今回紹介する論文はこの問題の解明に取り組んだカリフォルニア大学ダーリュ博士らの研究です。
 
博士らはインフルエンザマウスモデルを用いて,つぎのことを明らかにしました。

呼吸系感染した際には食中毒にも要注意
  • インフルエンザ肺感染が I 型インターフェロン(IFN-Is)に依存するメカニズムを介して腸内細菌叢を変化させる。すなわち、肺で産生されるインフルエンザ誘発性のI 型インターフェロンは、腸内の偏性嫌気性細菌の減少とプロテオバクテリアの増加を促進し、腸内細菌叢のバランスを乱す。
  • インフルエンザ肺感染時に肺に誘導されたI 型インターフェロンが、サルモネラ感染時の腸内の抗菌・炎症反応を抑制する。
  • 上記の結果、サルモネラの腸内感染を促進する。

 博士らの研究は、インフルエンザ感染がインターフェロン誘導を起こし、それが腸内細菌叢の攪乱とサルモネラの感染しやすさを促進することを、マウスモデルで実験的に示したものです。

 呼吸器感染ウイルスに感染しているとそもそも食欲どころではないと思いますが、普段以上に食中毒菌に感染しやすくなることを示唆しています。そもそも呼吸器感染ウイルスに感染しないことが重要ですが、万一かかった場合、注意が必要なようです。

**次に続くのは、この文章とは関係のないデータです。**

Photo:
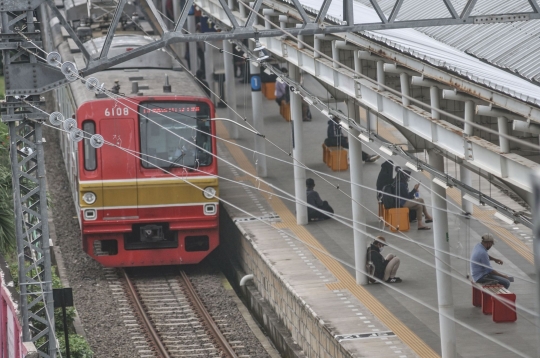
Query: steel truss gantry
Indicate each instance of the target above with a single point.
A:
(27, 75)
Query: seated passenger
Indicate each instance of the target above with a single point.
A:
(480, 259)
(407, 199)
(315, 200)
(335, 138)
(385, 268)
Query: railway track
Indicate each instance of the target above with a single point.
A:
(171, 318)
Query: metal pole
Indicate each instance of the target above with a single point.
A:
(465, 174)
(442, 261)
(405, 87)
(535, 182)
(230, 93)
(209, 69)
(358, 215)
(193, 64)
(298, 147)
(504, 143)
(258, 119)
(380, 74)
(435, 100)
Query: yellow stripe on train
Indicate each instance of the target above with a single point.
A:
(118, 193)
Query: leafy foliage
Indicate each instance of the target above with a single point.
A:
(7, 220)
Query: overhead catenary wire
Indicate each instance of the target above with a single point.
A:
(113, 96)
(245, 119)
(344, 263)
(138, 154)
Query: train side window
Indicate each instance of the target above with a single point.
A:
(90, 162)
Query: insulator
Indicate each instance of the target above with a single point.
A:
(56, 118)
(69, 69)
(76, 135)
(70, 124)
(97, 141)
(54, 59)
(92, 83)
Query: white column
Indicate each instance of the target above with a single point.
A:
(299, 171)
(193, 63)
(209, 69)
(258, 119)
(380, 74)
(230, 92)
(405, 88)
(442, 261)
(504, 143)
(465, 174)
(435, 101)
(358, 215)
(535, 182)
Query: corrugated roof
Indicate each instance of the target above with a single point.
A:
(485, 54)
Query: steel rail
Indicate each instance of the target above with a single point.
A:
(210, 324)
(148, 326)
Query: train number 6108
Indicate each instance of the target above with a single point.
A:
(116, 111)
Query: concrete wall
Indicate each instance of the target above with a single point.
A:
(292, 325)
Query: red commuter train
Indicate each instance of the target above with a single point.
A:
(132, 211)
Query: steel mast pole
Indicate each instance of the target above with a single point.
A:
(298, 147)
(258, 118)
(230, 92)
(28, 182)
(535, 182)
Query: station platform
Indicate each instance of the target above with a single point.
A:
(317, 260)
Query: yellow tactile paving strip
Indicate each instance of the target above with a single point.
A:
(486, 216)
(346, 281)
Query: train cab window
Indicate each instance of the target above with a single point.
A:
(175, 134)
(90, 162)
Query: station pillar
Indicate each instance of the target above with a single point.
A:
(192, 28)
(442, 261)
(209, 69)
(230, 92)
(298, 147)
(358, 215)
(258, 119)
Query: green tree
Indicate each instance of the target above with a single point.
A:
(7, 220)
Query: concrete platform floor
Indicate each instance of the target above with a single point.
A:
(513, 242)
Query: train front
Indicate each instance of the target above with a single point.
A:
(148, 195)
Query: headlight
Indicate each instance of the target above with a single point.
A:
(209, 192)
(89, 198)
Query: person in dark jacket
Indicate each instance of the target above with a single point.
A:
(314, 199)
(386, 175)
(335, 138)
(407, 199)
(385, 268)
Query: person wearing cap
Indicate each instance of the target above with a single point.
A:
(315, 201)
(385, 269)
(480, 263)
(407, 199)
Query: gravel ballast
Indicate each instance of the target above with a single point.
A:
(95, 304)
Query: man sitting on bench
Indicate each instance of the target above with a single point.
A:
(480, 266)
(337, 139)
(314, 199)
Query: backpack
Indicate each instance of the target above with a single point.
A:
(388, 199)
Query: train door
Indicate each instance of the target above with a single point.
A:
(119, 169)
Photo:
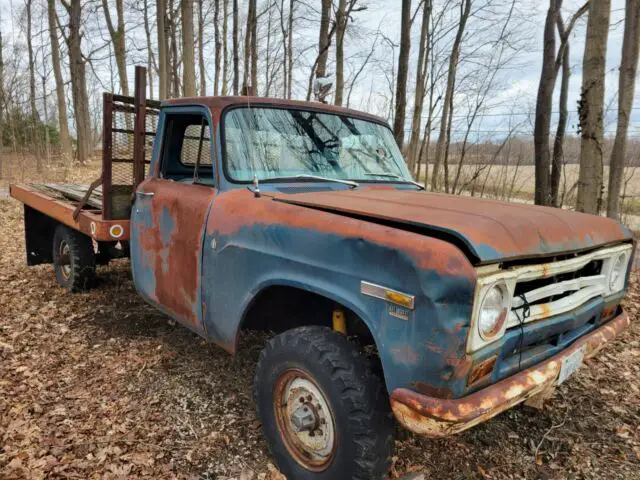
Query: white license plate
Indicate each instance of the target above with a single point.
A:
(571, 364)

この論文は2016年に出版され、これまでに136回引用されています( 2022年7月スコーパス調べ)。
Deriu E. et al., PLoS Pathog. May 5;12(5):e1005572. doi(2016)
Influenza virus affects intestinal microbiota and secondary Salmonella infection in the gut through type I Interferons.
この論文はPubMed Central(PMC)で無料公開されています。

※この記事は公益社団法人日本食品衛生学会の会員限定メールマガジンで私が2021年4月1日号に執筆した記事を、学会の許可を得て、メルマガ発行以後1年経過したので、公開しています。ただし、最新状況を反映して、加筆・修正しています。 。